Improved sensitivity and resolution of in-cell NMR spectra

Abstract

In-cell NMR spectroscopy is a powerful tool to study protein structures and interactions under near physiological conditions in both prokaryotic and eukaryotic living cells. The low sensitivity and resolution of in-cell NMR spectra and limited lifetime of cells over the course of an in-cell experiment have presented major hurdles to wide acceptance of the technique, limiting it to a few select systems. These issues are addressed by introducing the use of the CRINEPT pulse sequence to increase the sensitivity and resolution of in-cell NMR spectra and the use of a bioreactor to maintain cell viability for up to 24h. Application of advanced pulse sequences and bioreactor during in-cell NMR experiments will facilitate the exploration of a wide range of biological processes.
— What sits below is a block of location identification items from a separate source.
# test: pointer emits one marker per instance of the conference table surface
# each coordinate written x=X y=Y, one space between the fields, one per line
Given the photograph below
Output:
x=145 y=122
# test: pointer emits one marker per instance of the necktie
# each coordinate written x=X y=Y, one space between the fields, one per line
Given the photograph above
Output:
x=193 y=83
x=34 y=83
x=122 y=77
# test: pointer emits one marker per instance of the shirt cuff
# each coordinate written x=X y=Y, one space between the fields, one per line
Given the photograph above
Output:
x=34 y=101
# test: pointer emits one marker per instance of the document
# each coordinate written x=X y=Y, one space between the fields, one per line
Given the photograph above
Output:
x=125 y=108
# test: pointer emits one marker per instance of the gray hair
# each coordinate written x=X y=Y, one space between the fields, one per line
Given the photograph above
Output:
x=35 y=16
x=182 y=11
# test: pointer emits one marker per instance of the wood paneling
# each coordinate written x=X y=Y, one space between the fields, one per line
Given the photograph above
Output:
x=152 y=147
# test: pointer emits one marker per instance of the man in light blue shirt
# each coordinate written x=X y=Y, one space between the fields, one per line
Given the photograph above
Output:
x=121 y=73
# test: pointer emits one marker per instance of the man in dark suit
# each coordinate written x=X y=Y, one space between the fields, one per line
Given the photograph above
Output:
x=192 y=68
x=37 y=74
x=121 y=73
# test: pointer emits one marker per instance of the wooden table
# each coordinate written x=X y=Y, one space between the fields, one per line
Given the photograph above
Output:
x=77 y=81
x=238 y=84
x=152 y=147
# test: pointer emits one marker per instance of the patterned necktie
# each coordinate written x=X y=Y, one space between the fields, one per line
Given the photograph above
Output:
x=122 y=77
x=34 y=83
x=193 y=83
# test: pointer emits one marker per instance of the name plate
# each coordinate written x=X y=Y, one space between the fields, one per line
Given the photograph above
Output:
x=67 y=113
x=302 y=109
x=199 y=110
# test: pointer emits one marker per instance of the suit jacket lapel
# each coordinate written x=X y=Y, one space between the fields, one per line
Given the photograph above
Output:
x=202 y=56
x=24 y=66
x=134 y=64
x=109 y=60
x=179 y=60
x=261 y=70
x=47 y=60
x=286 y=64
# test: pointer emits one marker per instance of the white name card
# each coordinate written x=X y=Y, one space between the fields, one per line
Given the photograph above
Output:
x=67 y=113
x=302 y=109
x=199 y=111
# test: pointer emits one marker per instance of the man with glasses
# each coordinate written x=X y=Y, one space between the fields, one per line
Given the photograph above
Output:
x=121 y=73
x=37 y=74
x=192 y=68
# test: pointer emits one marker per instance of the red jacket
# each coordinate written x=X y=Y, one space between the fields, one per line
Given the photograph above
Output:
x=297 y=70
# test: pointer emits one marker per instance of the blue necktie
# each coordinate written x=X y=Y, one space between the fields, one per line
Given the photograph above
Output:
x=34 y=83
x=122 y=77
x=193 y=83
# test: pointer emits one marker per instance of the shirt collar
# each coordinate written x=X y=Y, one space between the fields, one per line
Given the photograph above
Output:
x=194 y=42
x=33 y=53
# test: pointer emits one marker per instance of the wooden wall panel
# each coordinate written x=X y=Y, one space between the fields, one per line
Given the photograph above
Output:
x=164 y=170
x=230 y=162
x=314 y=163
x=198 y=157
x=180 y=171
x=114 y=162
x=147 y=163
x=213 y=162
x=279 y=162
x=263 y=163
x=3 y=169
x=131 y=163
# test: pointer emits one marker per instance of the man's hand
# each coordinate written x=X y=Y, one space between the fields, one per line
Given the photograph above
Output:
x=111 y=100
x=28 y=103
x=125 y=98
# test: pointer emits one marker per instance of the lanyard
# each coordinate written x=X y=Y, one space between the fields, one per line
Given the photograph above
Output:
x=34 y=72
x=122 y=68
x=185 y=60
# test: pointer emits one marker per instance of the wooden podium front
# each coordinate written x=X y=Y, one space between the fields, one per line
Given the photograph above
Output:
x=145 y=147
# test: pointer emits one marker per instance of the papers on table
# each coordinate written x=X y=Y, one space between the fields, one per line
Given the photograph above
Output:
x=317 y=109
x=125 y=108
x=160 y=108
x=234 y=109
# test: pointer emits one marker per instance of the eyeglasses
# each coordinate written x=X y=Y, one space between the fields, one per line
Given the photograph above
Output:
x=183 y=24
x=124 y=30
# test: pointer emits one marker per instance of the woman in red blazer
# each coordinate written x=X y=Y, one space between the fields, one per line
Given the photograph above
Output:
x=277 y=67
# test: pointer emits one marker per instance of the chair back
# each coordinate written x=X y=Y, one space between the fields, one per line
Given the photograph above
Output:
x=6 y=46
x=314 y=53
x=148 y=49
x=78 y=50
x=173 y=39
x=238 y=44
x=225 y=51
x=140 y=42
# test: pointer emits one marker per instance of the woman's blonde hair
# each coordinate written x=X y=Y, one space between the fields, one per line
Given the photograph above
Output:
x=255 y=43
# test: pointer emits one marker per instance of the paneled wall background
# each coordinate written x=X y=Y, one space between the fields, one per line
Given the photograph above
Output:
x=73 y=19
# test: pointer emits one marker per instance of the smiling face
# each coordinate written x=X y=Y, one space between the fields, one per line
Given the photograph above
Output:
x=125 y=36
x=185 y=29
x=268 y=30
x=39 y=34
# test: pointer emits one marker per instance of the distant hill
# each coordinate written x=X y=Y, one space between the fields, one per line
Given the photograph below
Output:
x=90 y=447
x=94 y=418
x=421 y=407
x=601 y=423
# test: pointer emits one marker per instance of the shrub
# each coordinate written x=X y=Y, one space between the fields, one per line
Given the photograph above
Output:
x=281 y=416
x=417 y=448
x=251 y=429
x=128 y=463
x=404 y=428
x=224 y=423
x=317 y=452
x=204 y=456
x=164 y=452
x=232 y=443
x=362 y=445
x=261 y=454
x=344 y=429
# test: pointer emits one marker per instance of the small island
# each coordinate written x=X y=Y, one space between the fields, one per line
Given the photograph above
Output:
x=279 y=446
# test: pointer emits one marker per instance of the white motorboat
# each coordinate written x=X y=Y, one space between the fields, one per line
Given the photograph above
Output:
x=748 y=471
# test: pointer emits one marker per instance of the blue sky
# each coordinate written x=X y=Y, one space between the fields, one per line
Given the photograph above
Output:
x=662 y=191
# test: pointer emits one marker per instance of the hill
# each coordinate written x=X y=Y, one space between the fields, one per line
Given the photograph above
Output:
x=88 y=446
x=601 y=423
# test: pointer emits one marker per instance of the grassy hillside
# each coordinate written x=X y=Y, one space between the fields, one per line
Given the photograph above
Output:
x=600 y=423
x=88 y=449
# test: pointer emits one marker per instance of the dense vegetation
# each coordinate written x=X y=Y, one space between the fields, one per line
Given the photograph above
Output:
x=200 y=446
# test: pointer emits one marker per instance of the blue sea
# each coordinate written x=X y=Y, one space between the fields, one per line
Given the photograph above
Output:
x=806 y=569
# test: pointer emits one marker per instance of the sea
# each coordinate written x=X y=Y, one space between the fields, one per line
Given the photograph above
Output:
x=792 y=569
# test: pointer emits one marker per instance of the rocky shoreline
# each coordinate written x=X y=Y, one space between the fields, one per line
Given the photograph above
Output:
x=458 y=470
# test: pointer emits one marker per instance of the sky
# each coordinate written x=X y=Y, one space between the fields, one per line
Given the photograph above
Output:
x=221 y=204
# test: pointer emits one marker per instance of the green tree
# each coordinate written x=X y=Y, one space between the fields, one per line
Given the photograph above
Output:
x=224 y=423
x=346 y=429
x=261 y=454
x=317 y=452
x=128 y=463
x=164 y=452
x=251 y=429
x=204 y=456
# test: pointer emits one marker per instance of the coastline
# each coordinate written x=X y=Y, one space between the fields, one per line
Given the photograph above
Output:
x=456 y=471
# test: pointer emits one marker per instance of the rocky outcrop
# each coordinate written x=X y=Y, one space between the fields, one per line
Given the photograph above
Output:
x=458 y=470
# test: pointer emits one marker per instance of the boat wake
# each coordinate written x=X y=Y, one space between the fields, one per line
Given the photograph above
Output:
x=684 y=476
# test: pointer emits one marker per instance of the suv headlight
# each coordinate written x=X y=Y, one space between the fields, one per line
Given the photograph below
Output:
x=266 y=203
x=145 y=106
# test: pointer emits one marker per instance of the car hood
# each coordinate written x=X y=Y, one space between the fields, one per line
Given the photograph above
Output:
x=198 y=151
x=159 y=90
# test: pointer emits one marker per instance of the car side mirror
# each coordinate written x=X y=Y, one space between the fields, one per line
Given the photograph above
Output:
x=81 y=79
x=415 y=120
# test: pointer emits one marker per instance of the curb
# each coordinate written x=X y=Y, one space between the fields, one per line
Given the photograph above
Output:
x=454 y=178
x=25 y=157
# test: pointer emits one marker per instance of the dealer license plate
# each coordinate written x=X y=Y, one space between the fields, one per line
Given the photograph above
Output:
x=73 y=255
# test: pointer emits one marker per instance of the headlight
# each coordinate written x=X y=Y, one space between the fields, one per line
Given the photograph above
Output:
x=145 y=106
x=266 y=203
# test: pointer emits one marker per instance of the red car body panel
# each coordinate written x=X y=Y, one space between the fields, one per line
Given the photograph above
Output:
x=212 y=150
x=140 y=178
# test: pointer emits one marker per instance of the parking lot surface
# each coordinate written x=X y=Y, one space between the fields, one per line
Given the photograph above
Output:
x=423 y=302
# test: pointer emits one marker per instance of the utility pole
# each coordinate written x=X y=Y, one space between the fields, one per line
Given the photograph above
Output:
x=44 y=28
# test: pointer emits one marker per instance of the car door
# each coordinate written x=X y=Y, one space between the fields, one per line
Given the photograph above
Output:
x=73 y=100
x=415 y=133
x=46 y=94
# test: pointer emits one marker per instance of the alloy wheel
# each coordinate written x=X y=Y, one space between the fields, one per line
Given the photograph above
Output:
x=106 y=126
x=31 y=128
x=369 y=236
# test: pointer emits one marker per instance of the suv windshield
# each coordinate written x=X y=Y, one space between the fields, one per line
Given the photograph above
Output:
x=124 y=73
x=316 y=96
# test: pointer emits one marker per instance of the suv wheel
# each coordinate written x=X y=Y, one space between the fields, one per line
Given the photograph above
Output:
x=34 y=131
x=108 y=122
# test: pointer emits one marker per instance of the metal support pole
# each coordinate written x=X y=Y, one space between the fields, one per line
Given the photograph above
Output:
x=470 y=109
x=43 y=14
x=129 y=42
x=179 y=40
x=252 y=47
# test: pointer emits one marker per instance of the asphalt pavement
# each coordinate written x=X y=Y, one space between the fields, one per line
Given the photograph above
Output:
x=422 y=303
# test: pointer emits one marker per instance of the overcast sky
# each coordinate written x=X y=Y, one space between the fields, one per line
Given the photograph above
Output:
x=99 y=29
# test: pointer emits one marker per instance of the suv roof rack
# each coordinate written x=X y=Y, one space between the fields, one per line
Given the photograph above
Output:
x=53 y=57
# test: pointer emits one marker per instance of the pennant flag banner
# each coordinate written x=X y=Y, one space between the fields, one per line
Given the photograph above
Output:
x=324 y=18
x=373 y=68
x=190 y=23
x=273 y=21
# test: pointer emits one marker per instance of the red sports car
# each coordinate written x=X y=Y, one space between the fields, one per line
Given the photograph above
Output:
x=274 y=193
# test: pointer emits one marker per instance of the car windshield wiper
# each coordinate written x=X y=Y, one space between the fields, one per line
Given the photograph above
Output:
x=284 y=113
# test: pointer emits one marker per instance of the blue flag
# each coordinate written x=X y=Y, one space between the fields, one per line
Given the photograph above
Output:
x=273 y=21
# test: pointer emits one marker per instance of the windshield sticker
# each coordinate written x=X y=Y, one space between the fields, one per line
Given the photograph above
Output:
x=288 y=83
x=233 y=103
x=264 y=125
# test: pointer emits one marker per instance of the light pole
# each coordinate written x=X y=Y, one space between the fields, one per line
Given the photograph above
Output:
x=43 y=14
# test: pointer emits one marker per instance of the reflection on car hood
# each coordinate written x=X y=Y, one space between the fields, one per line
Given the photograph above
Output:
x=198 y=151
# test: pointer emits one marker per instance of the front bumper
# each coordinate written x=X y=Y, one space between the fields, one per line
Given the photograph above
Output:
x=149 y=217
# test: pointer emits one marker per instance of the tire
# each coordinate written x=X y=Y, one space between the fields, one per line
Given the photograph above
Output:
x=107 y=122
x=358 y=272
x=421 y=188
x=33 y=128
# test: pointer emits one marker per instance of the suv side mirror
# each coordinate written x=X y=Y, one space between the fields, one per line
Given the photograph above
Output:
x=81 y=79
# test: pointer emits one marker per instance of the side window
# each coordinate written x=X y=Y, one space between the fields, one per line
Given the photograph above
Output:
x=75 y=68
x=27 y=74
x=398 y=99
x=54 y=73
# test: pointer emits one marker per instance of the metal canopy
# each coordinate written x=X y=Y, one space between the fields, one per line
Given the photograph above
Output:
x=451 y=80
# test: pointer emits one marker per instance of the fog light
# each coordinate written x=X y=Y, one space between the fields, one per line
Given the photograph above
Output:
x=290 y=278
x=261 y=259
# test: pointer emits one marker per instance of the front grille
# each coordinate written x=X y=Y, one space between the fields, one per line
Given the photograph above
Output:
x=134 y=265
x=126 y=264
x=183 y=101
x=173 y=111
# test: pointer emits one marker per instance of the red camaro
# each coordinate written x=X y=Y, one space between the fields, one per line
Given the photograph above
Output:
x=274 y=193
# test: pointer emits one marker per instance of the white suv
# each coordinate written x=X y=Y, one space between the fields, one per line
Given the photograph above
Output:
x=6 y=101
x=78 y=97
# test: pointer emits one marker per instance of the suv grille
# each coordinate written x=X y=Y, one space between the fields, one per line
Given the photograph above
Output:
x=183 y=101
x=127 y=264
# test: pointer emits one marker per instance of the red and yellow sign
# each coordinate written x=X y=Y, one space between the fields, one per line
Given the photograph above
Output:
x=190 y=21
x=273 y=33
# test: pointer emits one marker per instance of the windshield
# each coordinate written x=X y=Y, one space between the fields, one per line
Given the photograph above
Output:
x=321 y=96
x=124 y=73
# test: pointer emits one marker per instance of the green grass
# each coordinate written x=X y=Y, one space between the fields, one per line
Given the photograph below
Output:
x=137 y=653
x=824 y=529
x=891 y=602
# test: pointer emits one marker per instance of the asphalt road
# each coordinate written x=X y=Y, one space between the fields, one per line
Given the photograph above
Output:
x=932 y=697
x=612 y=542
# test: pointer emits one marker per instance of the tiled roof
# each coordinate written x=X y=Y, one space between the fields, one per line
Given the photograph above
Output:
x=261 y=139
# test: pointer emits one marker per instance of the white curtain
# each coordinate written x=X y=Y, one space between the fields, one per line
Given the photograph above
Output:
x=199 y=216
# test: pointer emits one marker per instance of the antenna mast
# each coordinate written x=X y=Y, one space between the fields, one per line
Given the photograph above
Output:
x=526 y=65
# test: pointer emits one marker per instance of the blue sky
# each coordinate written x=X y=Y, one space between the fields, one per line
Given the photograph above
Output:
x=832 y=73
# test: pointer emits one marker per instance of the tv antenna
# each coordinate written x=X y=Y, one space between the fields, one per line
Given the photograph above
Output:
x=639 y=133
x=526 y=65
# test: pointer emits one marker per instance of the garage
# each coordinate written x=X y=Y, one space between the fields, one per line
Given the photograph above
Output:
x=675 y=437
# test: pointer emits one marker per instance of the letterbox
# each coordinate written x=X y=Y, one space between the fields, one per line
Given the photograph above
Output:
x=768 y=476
Keywords: Antibiotics; Atomic resolution structure; In vivo biochemistry; In-cell biochemistry; Nucleic acids; Protein interactions; Protein structure; Protein-drug interactions; RNA; Ribosome; Thioredoxin.

Fig. 1.

The in-cell spectra of most folded proteins are undetectable using HSQC NMR spectroscopy. (A). In vitro ¹H{¹⁵N}-HSQC spectrum of Trx. B). ¹H{¹⁵N}-HSQC spectrum of Trx in Escherichia coli. Crosspeaks are not resolved due to an increase in the apparent molecular weight of thioredoxin, only small metabolites are observed.

Fig. 2.

CRINEPT NMR spectroscopy resolves in-cell crosspeaks for proteins with high apparent molecular weights due to quinary interactions. (A) The relative volumes of G52, G66 and G85 crosspeaks are plotted against the CRINEPT transfer delay times. An endogenous tryptophan indole amide peak in the in-cell spectra is used as a reference. (B) ¹H–¹⁵N CRINEPT–HMQC–TROSY spectrum of REDPRO-labeled Trx in E. coli. The G52, G66 and G85 crosspeaks used for optimizing the CRINEPT transfer delay time are indicated.

Fig. 3.

RT in-cell NMR. A gravity siphon drives the continuous flow of fresh medium through the cells.

Fig. 4.

Cell viability is maintained for up to 24 h in a bioreactor. (A) ³¹P NMR spectra showing α-, β- and γ-ATP levels after 6 h for E. coli and HeLa cells in the bioreactor and in E. coli cell lysate. (B) Signal intensity of ³¹P-metabolites over time in E. coli with (squares) and without (circles) M9 flow. (C) Intensity of ³¹P-metabolites over time in HeLa cells with (squares) and without (circles) DMEM flow. (D) Trypan blue staining of cast HeLa cells before in-cell spectroscopy. (E) Trypan blue staining of cast HeLa cells 24 h after casting.

Fig. 5.

Binding of streptomycin to ribosomes changes the quinary structure of Trx in E. coli. Overlay of in-cell ¹H −¹⁵N CRINEPT − HMQC − TROSY spectra of Trx without (red) and with (blue) streptomycin (final spectrum). Residues that broaden in the presence of streptomycin are indicated. Single and double asterisks indicate peaks from metabolites and unassigned side chain protons, respectively. The spectra are shown at the same contour levels. The reference peak used for intensity normalization is indicated by RP.

Fig. 6.

SVD analysis of Trx RT STINT NMR spectra. (A) Distribution of singular values, SV, of each data set index (binding mode) for Trx residues in the presence of streptomycin. (B) The contribution of each residue in response to adding streptomycin for the first (blue) and second (red) binding modes. (C) Surface map of Trx (Protein Data Bank entry 1X0B) showing the quinary interaction surface (red) in the absence of antibiotics. (D) Surface map of Trx showing the quinary interaction surface (red) in the presence of streptomycin. Residues that comprise the interaction surface are indicated.